Townsend and his colleagues’ innovation is to answer the question, “why me?” for individual patients. A new open-source software package called cancereffectsizeR developed by the Townsend Lab greatly improves the ability of data scientists and clinical analysts to learn about the specific genetic mutations that drive cancer.
The software calculates the effect sizes of single-nucleotide variants in cancer, quantifying their effect on the ability of the cancer cells to proliferate and survive in humans. The unique algorithm does so by organizing somatic variant data, facilitating mutational signature analysis, and calculating site-specific mutation rates. The software can quantify cancer effects at specific stages of cancer evolution, and in the contexts of other key mutations, using the somatic evolutionary information in their tumor DNA. Then it relates those effects to machine-learned signatures of specific sources of mutations.
“Our answer tells individual patients what proportion of the origination of their cancer can be attributed to known mutagenic causes such as aging, smoking, ultraviolet light, and haloalkane exposure,” Townsend said. “Local populations or professions that suffer from inordinately high levels of cancer may also be able to use the findings to discover instances of exposure to carcinogenic substances.”

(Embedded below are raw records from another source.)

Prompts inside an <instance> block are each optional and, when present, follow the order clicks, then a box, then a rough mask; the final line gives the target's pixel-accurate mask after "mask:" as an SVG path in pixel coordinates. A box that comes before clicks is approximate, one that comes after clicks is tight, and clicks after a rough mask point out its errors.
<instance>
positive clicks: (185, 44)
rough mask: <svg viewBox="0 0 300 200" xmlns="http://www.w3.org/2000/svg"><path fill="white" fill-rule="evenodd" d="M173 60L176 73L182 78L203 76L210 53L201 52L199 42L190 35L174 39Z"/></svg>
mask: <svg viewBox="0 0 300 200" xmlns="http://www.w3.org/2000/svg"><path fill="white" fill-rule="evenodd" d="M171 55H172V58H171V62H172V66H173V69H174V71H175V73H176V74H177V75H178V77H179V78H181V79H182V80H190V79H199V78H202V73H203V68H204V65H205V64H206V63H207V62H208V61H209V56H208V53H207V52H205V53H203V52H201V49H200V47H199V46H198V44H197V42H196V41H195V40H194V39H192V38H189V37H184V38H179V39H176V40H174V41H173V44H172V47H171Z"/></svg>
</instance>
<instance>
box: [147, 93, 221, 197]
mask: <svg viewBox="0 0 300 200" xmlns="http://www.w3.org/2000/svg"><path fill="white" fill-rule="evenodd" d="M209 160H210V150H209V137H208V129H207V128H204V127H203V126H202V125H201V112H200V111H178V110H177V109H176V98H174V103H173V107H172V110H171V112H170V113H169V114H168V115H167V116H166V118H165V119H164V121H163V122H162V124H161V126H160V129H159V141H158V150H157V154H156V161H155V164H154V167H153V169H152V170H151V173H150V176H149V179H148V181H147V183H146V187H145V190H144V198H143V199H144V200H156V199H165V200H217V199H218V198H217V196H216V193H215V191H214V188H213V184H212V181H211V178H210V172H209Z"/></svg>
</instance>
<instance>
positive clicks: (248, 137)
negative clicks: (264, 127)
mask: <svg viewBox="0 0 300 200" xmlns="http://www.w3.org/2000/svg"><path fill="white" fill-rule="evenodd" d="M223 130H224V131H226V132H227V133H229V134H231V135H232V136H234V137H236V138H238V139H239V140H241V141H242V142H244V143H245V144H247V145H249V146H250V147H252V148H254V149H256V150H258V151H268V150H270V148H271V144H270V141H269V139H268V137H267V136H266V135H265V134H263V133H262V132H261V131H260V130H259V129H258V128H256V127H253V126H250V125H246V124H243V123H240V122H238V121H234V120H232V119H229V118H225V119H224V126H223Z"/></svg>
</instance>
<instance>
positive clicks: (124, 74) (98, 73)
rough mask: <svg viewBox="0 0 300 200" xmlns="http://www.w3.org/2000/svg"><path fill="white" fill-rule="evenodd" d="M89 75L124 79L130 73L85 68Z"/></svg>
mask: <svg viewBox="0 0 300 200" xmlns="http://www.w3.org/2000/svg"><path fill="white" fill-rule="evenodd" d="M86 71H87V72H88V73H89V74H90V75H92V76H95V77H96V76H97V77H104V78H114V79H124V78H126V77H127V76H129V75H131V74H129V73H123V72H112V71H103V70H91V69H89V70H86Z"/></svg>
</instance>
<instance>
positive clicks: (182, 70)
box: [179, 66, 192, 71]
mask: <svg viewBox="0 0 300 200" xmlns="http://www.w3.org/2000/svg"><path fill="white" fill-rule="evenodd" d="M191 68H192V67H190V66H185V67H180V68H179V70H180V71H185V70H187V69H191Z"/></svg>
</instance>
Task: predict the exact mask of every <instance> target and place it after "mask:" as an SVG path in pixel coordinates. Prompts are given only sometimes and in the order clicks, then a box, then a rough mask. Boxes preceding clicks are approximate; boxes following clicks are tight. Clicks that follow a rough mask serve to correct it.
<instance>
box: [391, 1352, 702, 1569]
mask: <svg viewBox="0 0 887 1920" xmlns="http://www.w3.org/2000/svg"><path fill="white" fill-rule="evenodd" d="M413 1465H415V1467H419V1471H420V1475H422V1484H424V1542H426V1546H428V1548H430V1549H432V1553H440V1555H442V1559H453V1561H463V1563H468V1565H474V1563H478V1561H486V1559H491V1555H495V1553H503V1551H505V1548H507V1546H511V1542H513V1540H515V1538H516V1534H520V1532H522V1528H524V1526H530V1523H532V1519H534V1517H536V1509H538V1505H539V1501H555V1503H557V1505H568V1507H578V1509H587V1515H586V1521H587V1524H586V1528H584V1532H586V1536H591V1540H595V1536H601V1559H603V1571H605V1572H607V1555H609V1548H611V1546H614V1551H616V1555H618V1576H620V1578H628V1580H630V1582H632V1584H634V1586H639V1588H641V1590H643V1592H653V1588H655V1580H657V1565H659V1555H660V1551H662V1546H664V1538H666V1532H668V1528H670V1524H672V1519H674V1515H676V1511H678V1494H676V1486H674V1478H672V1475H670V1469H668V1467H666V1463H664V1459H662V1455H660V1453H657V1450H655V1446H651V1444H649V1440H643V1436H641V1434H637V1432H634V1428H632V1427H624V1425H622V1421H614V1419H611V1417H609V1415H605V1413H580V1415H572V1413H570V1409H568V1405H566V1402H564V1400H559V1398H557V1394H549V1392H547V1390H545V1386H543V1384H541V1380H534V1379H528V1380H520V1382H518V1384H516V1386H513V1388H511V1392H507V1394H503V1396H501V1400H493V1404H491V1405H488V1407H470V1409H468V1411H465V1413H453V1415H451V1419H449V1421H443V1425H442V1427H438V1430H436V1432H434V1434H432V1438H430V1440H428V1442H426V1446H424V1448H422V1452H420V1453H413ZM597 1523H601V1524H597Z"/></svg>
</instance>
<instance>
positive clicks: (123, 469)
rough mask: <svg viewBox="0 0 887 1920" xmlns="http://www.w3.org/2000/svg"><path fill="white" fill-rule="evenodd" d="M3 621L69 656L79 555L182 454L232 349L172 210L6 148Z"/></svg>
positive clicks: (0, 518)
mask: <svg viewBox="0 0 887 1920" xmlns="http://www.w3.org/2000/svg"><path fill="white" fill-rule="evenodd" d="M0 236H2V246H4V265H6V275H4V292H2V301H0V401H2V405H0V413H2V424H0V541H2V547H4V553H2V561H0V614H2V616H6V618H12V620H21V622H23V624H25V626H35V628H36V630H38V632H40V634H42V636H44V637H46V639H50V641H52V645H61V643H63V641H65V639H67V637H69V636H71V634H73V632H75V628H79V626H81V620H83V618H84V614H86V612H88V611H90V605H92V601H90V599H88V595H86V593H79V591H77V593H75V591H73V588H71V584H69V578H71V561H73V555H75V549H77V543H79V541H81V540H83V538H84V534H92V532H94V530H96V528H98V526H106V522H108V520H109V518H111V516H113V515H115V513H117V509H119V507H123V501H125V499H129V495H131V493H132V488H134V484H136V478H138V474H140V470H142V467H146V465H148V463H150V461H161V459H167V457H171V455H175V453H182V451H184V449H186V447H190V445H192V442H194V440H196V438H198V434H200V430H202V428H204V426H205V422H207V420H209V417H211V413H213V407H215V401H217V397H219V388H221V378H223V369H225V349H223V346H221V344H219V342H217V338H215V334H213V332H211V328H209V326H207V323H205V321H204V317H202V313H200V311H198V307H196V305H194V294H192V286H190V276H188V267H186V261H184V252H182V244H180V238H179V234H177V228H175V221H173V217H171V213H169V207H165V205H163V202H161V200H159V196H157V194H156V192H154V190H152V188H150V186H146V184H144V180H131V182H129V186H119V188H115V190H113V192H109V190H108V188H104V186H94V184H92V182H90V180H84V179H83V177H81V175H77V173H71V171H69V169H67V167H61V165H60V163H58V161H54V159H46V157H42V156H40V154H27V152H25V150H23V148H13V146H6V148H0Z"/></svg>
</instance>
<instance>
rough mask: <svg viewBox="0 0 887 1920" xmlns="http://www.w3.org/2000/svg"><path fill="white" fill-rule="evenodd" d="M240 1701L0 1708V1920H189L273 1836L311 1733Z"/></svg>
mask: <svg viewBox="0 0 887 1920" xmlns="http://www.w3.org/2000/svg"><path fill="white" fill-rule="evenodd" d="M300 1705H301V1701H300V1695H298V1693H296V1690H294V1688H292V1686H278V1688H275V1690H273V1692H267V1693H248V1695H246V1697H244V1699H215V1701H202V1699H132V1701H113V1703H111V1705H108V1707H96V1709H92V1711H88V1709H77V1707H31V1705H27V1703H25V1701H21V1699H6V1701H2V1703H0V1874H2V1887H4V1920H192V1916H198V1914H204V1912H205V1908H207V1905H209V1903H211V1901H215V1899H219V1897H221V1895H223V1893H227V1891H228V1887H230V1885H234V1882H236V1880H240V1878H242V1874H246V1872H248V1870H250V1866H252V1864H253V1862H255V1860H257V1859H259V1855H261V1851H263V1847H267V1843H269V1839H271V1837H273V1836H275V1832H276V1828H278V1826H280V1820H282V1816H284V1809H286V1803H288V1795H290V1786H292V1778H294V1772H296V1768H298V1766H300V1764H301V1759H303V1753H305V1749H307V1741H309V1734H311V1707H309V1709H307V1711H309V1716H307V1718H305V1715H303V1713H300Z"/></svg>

Townsend added, “Our results provide molecular validation of well-known correlative findings from the epidemiological literature.” For example, he explained that melanomas are often largely attributable to preventable, exogenous exposure to ultraviolet light, and lung cancers are often largely attributable to preventable, exogenous exposure to tobacco. On the other hand, gliomas and prostate adenocarcinoma tumors that are largely attributable to endogenous processes associated with aging are not subject to public health efforts at prevention.
“Our innovation rapidly directs research efforts toward these most important causes, and toward effective public health prioritization, by informing all of us of what actions we can take to prevent cancer,” Townsend said. “If you want to know what caused the mutations that drive your cancer, our innovation enables its calculation. Next steps include applying this method to specific populations with elevated cancer incidence to determine directly whether specific mutagenic sources are responsible – a major boon to the prevention of the next public health threat.”